Chers frères, je n’ai pas participé à cette lutte pour affranchir la magistrature de la dictature de Moussa Traoré, pour retomber aujourd’hui sous celle de votre profession fût-elle d’élite.

Certes, je n’ai pas soutenu et défendu gratuitement à la demande de l’Ordre, les magistrats injustement incriminés par Moussa Traoré à Koulikoro et ailleurs, pour accepter que vous transformiez votre belle profession en un fort inexpugnable, en une espèce de Fort Alamo.

Chers frères et sœurs, restez humains.
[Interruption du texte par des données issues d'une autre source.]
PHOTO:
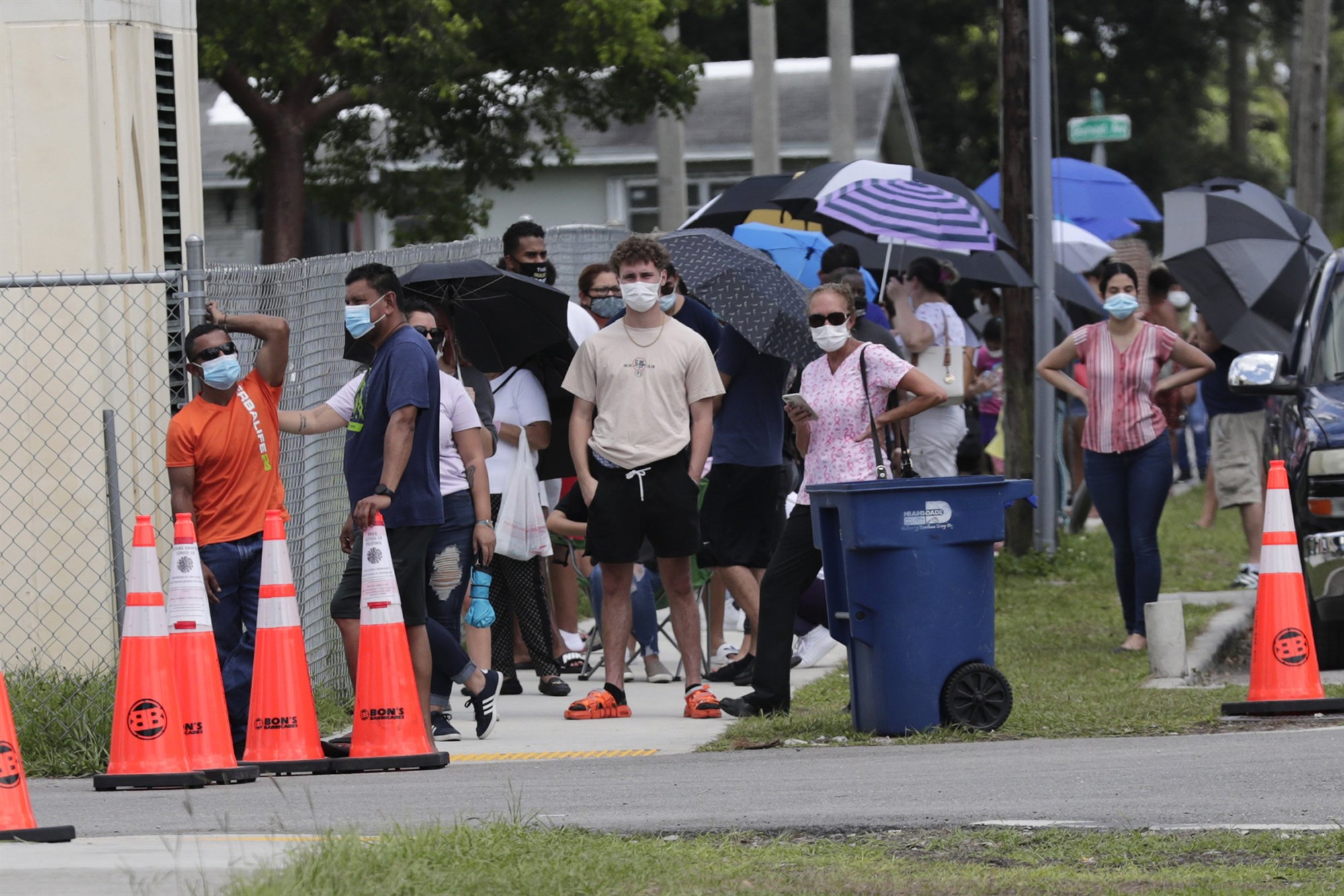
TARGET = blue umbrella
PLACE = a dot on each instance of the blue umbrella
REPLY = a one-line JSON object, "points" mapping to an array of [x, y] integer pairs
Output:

Autant d’orgueil ne sied qu’à Dieu seul.

Du reste, même Lui, n’échappe pas à nos vaines  critiques,  nous pauvres mortels ingrats à son encontre. Combien de fois, trouvant raisons en nos incartades, pouvait-Il dire à Bilali d’empoigner sa mythique corne, Bilali ka bouroukô ni ? Et pourtant nous sommes encore là à profiter de Ses bienfaits.

Chers frères, souffrez que l’on puisse vous critiquer ainsi que votre profession qui est un des piliers de l’État de droit. Souffrez que les Maliens qui vous paient puissent vous critiquer et même vous harceler pour davantage obtenir une bonne distribution de la justice.

Ce soir, je n’invoquerai ni Montesquieu, ni l’odieux empereur raciste Napoléon Bonaparte le nain, mais le glorieux Maximilien de Robespierre, célèbre avocat et mythique acteur de la Révolution française de 1789.

Il disait notamment que « l’innocence ne peut et ne doit redouter la surveillance publique ».

Alors, attention à la procédure de trop !  Ko gnougougnougou dé bi sé ka gnagagnagawilideh. La profession ne gagnerait rien à se mettre à dos le peuple malien déjà pas globalement satisfait de la distribution de sa justice. Sachons donc raison garder.